So I stand before you, having just come from a month of bitter fighting in Washington, DC. Where literally, our president sued all the way to the Supreme Court for the power to deny food to America's hungry children and families in pursuit of being able to deny health care to their families and their parents. This has been a truly ugly time of using suffering and denial of food, denial of health care, denial of status to the immigrant, that I think goes directly against our fundamental and shared understanding of righteousness. Sometimes in the current political context, it seems to me that the cruelty is so intentional that it is the point. And this year began with DOGE and Elon Musk tearing up all of the infrastructure that we built over decades to deliver food to the hungry of the world, to deliver health care, to those facing HIV-AIDS or Malaria or TB. And for me, this was a little personal, because I've dedicated much of the last 15 years of my life to that in the Senate. I actually wrote the bill in the Senate that funded USAID in the last two Congresses.

So when it was shredded in front of me, set on fire and shoved off a balcony by literally the richest man on Earth, seeing the wreckage that that has caused – not just the suffering and the needless deaths, but also the strategic harm to the United States, to our reputation, to our sense of who we are and whose we are in the world – has made this a particularly challenging moral year. To then also go back to that weekly prayer breakfast and hold hands with those who had just voted for things that violated my core sense of what is human dignity, and what is our calling, both as a nation and as a democracy.
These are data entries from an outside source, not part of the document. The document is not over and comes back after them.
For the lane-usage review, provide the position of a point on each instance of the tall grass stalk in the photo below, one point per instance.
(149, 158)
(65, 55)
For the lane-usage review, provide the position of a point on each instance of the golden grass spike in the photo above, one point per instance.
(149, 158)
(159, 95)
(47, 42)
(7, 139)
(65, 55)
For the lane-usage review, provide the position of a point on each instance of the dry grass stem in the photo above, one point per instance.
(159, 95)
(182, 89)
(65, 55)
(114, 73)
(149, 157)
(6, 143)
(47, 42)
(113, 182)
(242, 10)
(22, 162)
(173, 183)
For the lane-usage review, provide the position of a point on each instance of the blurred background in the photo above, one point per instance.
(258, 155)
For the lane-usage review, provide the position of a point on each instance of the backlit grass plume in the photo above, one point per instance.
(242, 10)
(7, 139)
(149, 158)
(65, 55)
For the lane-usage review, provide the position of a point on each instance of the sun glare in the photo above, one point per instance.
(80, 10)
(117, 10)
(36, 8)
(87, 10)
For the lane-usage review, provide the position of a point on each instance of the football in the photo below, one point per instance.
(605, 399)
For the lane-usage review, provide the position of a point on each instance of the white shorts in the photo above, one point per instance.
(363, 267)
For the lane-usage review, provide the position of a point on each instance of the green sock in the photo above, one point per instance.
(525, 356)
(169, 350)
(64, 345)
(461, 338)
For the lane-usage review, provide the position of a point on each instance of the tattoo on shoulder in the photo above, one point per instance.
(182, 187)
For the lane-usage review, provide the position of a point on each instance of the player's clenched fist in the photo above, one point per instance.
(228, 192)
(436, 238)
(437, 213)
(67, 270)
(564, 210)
So, look, I've always thought of SNAP as food assistance and as USAID as health care at home and abroad, as how we show care for our neighbors. How we, as a nation, reinforce that we're founded on the idea that there is that spark of the divine in everyone. And I fear today we're becoming a nation that doesn't recognize the dignity in all; that is willing to marginalize and to deport the stranger in our midst, that is willing to cut off from food and health care those who don't count, that is willing to look at who is who in our society and demonize the marginalized. So, I am very worried about finding a path forward that is positive, and hope to spend some time on that topic with you today.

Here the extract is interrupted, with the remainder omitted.